Auch in der Corona-Krise stieg die Arbeitslosigkeit in Deutschland bisher nur schwach (im Juli um 0,1 Prozentpunkte) an. Im Mai lag die Zahl der Kurzarbeiter bei 6,7 Millionen Menschen, neuere Zahlen hat die BA nicht. Allerdings gehen Schätzungen davon aus, dass die Kurzarbeit langsam zurückgeht.

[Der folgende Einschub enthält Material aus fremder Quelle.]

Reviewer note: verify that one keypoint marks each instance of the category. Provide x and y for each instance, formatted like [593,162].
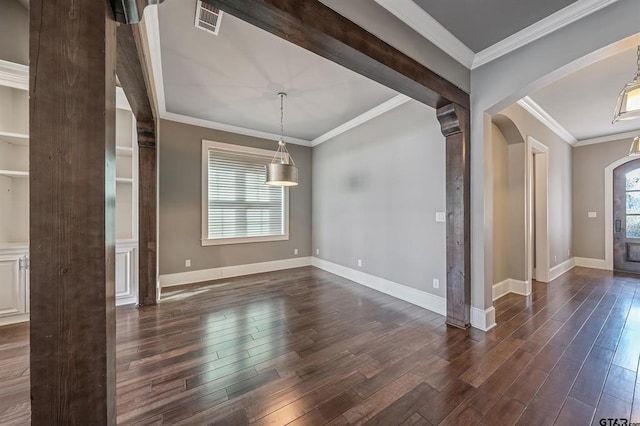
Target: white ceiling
[583,102]
[234,78]
[480,24]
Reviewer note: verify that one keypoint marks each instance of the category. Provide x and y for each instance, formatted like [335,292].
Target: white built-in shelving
[14,196]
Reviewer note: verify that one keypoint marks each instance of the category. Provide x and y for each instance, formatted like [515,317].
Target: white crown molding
[14,75]
[121,100]
[152,25]
[230,128]
[551,23]
[392,103]
[425,25]
[153,36]
[608,138]
[541,115]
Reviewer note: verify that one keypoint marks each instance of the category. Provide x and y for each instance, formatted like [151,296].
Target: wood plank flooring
[304,347]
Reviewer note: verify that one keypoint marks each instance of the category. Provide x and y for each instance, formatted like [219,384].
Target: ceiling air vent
[208,17]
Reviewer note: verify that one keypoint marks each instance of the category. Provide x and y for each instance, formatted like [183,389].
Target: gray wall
[376,189]
[589,162]
[180,203]
[14,32]
[560,182]
[499,83]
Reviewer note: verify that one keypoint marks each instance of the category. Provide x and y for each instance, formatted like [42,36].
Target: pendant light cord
[282,154]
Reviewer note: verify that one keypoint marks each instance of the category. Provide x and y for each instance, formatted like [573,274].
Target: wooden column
[135,83]
[455,125]
[72,212]
[147,202]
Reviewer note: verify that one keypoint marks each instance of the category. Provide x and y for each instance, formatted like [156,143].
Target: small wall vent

Was spricht gegen die Verlängerung?
Zunächst einmal die enormen Kosten für die BA, die am Ende der Steuerzahler übernehmen muss. Schon in diesem Jahr könnten die BA-Rücklagen coronabedingt verbraucht sein. Zudem warnen Wirtschaftswissenschaftler, dass mit der Förderung auch Unternehmen und Strukturen am Leben gehalten werden, die selbst ohne Krise nicht zukunftsfähig wären. „Unternehmen, die im Strukturwandel an der Kante stehen, bleiben dort und werden nicht über die Kante gestoßen“, sagte der Chef der Wirtschaftsweisen, Lars Feld. Weil zudem die Pflicht zur Insolvenzanmeldung gelockert wurde, gehen Experten von Hunderttausenden Firmen aus, die ohne Staatshilfe nicht überlebensfähig wären: die Auskunftei „Creditreform“geht auf Anfrage der „Welt am Sonntag“sogar von 550 000 überschuldeten Zombieunternehmen aus. Fällt die Förderung weg, stünden diese plötzlich vor dem Aus.
Was spricht für die Verlängerung?
Vor allem, dass die coronabedingten Probleme anhalten. „Bei aller Freude, dass wir im internationalen Vergleich
in Deutschland bisher auch dank Kurzarbeit gut durch die Krise gekommen sind, wird diese kaum am 1. Januar 2021 vorbei sein“, sagte Arbeitsminister Hubertus Heil der „Frankfurter Allgemeinen Zeitung“. Ob Automobilbau, Industrie oder Gastronomie: Viele Branchen sind von Normalität noch weit entfernt.
Nutzt längere Kurzarbeit der Wirtschaft?
Die Linkspartei und Forscher im Auftrag der gewerkschaftsnahen Hans-Böckler-Stiftung fordern sogar ein höheres Kurzarbeitergeld. Eine Aufstockung durch den Arbeitgeber habe den Konsum der Betroffenen deutlich weniger einbrechen lassen, heißt es in einer Studie. Ein höheres Kurzarbeitergeld ist den Autoren zufolge eine bessere Konjunkturspritze als die Mehrwertsteuersenkung.
Nutzt eine längere Kurzarbeit der Politik?
Die FDP wirft der Koalition vor, beim Kurzarbeitergeld vor allem die Bundestagswahl im Herbst 2021 sowie die Landtagswahlen in Baden-Württemberg und Rheinland-Pfalz im kommenden März im Kopf zu haben. Denn für wirtschaftspolitische Entscheidungen, die bis tief ins Jahr 2022 reichten, sei es noch zu früh. Niemand könne prognostizieren, wie schnell sich die Konjunktur weiter erhole. FDP-Fraktionsvize Michael Theurer forderte Impulse für neues Wirtschaftswachstum: „Die pauschale Verlängerung und Erhöhung des Kurzarbeitergeldes dient nur der Symptombekämpfung, die kein vorgezogener Wahlkampf werden darf “, sagte er. Die Überforderung der Sozialkassen nutze am Ende nichts, wenn „der Strukturwandel dadurch nur verschleppt wird“, warnte er.